摘要:水体中过多的抗生素在人体中会产生毒副作用,因此目前水体中残留抗生素的去除问题被越来越多的人关注,而中国是世界上滥用抗生素最为严重的国家之一,由此造成的细菌耐药性问题尤为突出。去除抗生素的方法有:生物处理法、氯化法、电化学处理法、吸附膜处理法等等,在这些方法中,吸附法因其去除抗生素残留的高效性开始被大众接受。但是如何选取吸附材料成为了我们需要思考的问题。石墨烯作为一种新型碳材料,具有丰富的孔隙结构、高比表面积、良好的热稳定性及结构可控等独特优点,对于吸附液相中的污染物效果十分明显。本文主要是研究石墨烯基复合材料对环丙沙星的吸附特性研究,并研究各类环境因素对于该材料吸附抗生素的影响。48701
石墨烯基复合材料吸附环丙沙星的动力学实验结果表明其在1~5d吸附效率最快,达到平衡的时间大概在7d左右。对于实验数据的处理分别采用假一级、假二级和颗粒内扩散模型来评价实验所取得的结果,我们发现石墨烯复合材料吸附环丙沙星的动力学和拟、假二级动力学模型比较吻合,吸附速率主要由颗粒内扩散和外部扩散共同控制。
对石墨烯基复合材料吸附等温线研究,拟合模型采用Langmuir 和Freundlich方程,由拟合数据的相关性系数R2表明Langmuir模型比Freundlich模型的拟合效果要好(R2: 0.97325>0.92704),由Langmuir模型所计算出的最大吸附容量qm为363.28 mg/g。通过D-R 方程模型,比较发现吸附平均自由能Ea值均小于8 kJ/mol,这表明石墨烯基复合材料对环丙沙星的主要吸附过程是物理吸附。
总之,石墨烯基复合材料对环丙沙星的吸附过程是一个由快到慢的物理吸附过程,石墨烯基复合材料对环丙沙星的吸附容量随着吸附剂质量增加而减小,离子强度实验表明离子的浓度对吸附的效果也有影响(表现为浓度在一定的范围内促进吸附),pH值对吸附效果的影响表现为在一定的范围内随着pH值的增大吸附效果增强,超过该临界值便抑制吸附,原因可能是离子间相互静电作用。
毕业论文关键词:抗生素,石墨烯基复合材料,吸附,等温线,动力学,离子强度,pH值。

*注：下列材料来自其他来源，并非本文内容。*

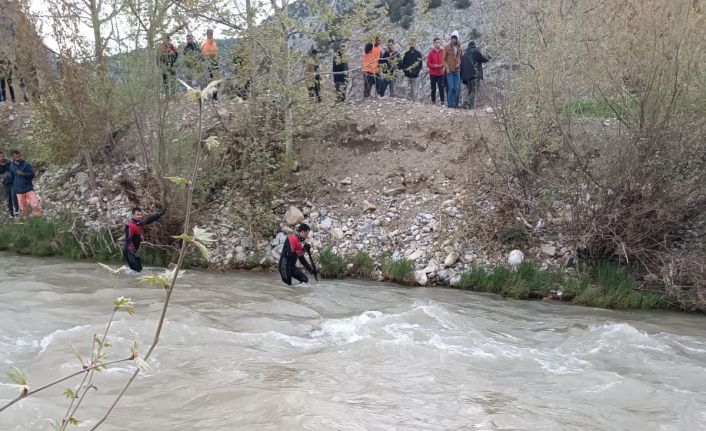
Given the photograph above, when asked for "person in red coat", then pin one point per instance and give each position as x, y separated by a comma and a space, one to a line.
293, 250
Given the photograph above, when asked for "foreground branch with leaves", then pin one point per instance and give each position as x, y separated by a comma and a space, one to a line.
98, 361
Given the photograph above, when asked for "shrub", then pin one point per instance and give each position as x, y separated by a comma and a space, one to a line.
362, 265
400, 271
331, 264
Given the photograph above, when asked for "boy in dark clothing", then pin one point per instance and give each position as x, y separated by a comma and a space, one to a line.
314, 78
6, 178
22, 187
167, 58
133, 236
478, 59
411, 66
468, 77
389, 62
340, 74
294, 248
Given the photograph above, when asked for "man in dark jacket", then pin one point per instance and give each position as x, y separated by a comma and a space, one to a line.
22, 187
167, 59
468, 77
478, 60
6, 178
314, 78
133, 236
411, 67
389, 63
192, 61
340, 74
293, 250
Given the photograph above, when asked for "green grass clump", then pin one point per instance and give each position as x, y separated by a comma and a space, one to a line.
527, 281
331, 264
615, 288
400, 271
606, 286
362, 265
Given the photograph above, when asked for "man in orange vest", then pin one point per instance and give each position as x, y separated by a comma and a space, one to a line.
209, 50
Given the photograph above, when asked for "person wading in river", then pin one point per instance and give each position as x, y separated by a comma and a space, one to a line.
133, 236
294, 248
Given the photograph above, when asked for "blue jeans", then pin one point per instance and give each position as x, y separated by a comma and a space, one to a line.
454, 82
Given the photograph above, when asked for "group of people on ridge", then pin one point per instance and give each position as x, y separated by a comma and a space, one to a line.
448, 67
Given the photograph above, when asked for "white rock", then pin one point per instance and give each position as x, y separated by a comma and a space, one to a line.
326, 223
515, 258
420, 277
432, 267
368, 207
293, 216
416, 254
548, 250
451, 259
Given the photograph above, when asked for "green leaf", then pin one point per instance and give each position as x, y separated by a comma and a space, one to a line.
212, 143
184, 237
125, 304
203, 235
179, 181
203, 250
154, 279
18, 376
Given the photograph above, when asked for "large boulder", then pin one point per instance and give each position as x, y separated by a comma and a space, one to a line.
293, 216
420, 277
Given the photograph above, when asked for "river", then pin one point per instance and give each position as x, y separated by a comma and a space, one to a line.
242, 351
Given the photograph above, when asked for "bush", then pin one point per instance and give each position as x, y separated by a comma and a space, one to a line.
331, 264
628, 190
362, 265
400, 271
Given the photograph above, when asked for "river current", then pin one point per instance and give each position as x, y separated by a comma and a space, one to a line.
241, 351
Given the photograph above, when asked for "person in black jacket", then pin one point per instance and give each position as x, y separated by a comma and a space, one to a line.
133, 236
6, 177
478, 59
411, 67
468, 77
314, 78
192, 61
294, 249
340, 74
389, 63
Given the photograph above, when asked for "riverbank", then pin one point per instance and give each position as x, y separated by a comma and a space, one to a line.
604, 286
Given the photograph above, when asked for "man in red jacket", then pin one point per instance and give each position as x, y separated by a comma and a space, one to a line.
294, 248
435, 63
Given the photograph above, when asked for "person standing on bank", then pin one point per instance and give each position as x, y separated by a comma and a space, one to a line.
293, 250
478, 60
133, 236
435, 63
452, 64
340, 73
411, 67
22, 187
6, 178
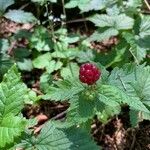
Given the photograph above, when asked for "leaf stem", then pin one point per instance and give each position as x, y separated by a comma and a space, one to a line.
147, 4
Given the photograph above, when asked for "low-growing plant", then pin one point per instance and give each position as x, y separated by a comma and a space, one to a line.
64, 66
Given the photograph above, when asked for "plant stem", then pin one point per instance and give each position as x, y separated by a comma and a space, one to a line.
147, 4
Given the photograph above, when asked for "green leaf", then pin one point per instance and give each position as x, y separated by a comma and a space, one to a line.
20, 16
134, 117
54, 66
117, 95
12, 93
25, 64
20, 53
103, 34
144, 26
134, 3
10, 128
52, 138
45, 81
41, 39
42, 61
88, 5
117, 22
64, 90
72, 70
4, 46
136, 50
42, 2
4, 4
12, 96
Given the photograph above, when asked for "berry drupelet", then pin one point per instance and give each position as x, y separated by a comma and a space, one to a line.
89, 73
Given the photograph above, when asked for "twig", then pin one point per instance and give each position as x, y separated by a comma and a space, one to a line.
85, 24
59, 115
133, 141
136, 60
24, 6
77, 20
147, 4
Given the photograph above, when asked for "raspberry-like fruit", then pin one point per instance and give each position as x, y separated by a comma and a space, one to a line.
89, 73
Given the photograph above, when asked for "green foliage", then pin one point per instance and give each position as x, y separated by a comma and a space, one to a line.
54, 138
20, 16
12, 97
48, 50
88, 5
42, 2
4, 4
40, 40
64, 90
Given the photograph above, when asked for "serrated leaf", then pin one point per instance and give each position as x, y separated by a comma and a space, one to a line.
88, 5
134, 117
4, 4
138, 52
54, 66
42, 61
72, 70
119, 22
41, 39
12, 93
103, 34
52, 138
121, 97
20, 16
64, 90
10, 128
25, 64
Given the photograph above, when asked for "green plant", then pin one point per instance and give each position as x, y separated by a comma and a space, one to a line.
57, 61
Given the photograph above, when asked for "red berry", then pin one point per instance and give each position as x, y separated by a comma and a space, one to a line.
89, 73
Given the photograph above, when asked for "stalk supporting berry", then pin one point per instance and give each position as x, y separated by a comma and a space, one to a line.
89, 73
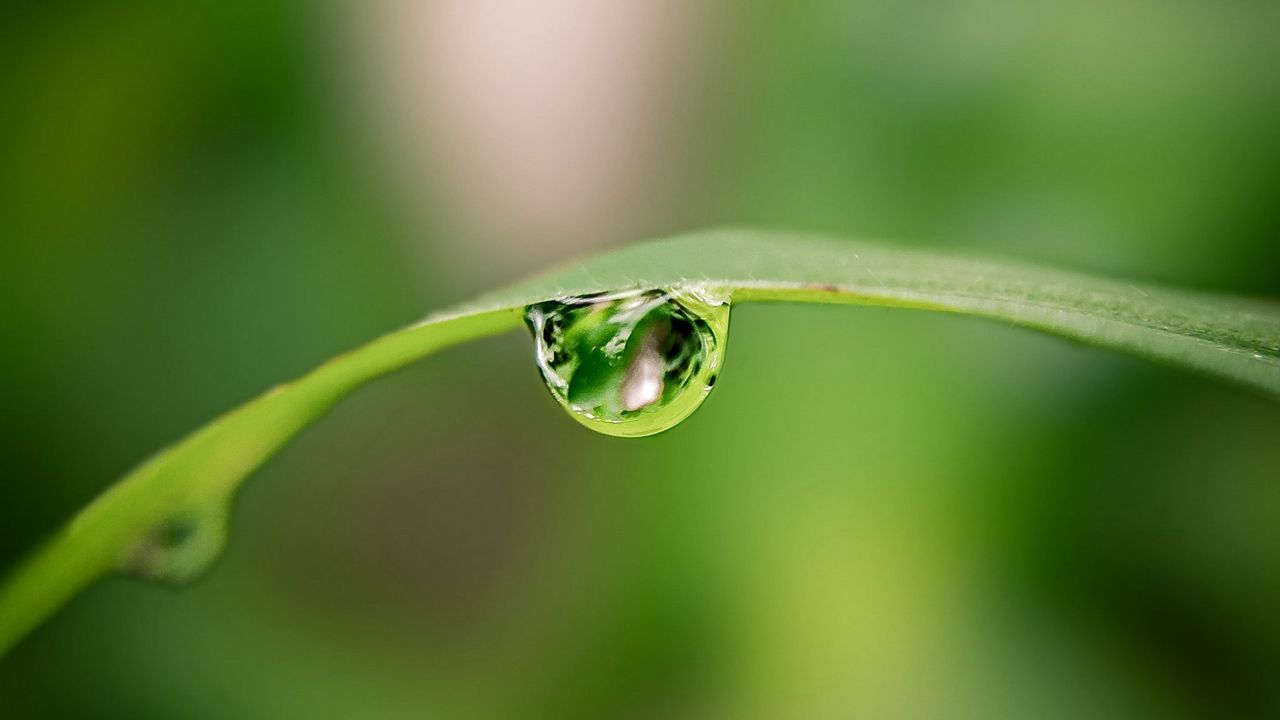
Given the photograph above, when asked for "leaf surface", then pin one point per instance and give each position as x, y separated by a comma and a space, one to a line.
1232, 338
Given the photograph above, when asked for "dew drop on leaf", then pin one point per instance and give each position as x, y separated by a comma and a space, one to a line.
181, 547
631, 364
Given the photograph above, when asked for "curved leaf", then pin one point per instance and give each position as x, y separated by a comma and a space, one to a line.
187, 487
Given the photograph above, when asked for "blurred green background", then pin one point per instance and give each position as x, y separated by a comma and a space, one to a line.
880, 513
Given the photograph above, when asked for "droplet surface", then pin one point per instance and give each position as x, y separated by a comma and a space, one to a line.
181, 547
631, 364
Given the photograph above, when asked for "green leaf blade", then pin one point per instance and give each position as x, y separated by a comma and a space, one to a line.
1230, 338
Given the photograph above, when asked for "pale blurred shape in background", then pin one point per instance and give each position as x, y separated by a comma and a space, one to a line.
543, 128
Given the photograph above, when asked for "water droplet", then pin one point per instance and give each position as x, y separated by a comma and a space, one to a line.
181, 547
631, 364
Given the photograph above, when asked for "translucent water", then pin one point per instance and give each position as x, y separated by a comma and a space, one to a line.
181, 547
634, 363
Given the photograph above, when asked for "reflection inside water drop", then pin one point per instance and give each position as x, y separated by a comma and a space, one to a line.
634, 363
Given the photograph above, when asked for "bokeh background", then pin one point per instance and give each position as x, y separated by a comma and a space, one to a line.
880, 513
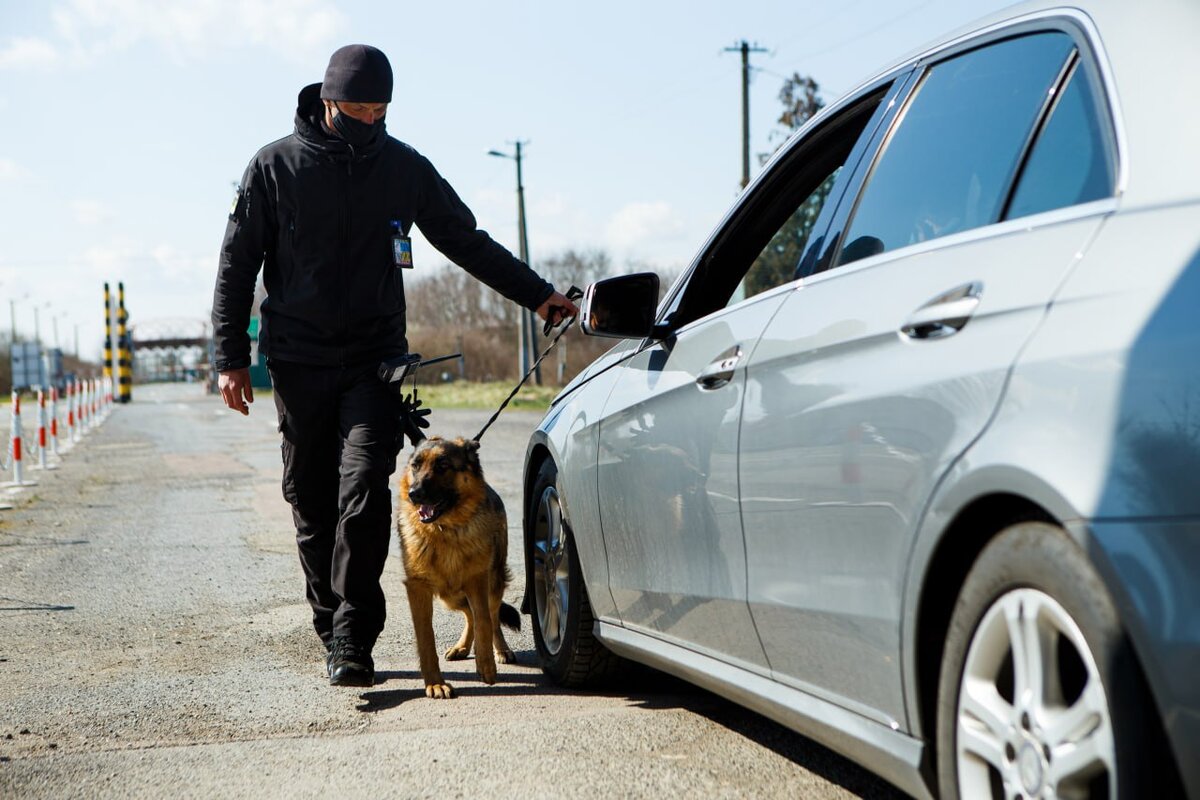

Abstract:Too much antibiotics of the water will produce toxic side effects in the body, so removing the residual antibiotics of the water were concerned by more and more people, and Chinese is the world's most serious abuse of antibiotics, bacterial resistance problem caused by the mostprominent. There are some ways of removal of antibiotics: biological treatment method electrochemical treatment, chlorination, adsorption method, membrane treatment method and so on. In these methods, adsorption is accepted by the majority of people because of its high efficiency removal of antibiotic residues. But how to select the adsorption material as we need to think about it. Graphene is a new carbon material with rich pore structure, high specific surface area the structure, thermal stability and controllable unique advantages such as the adsorption of pollutants in liquid phase, the effect is very obvious. This project mainly studies the graphene composites of ciprofloxacin.The adsorption characteristics of the stars were studied, and the effects of various environmental leaded by the adsorption of antibiotics were studied.
Graphene composite adsorption ciprofloxacin dynamic experimental results show that the adsorption efficiency of 1-5 days in the fastest, reached equilibrium time probably in about 7 days. For the processing of the experimental data were used to pseudo first order, pseudo second-order and intraparticle diffusion model to evaluate the results of the experiment, we found the kinetics of graphene composite adsorption of ciprofloxacin and quasi, the pseudo second order kinetic model is consistent, the adsorption rate is controlled by particle diffusion and external diffusion control.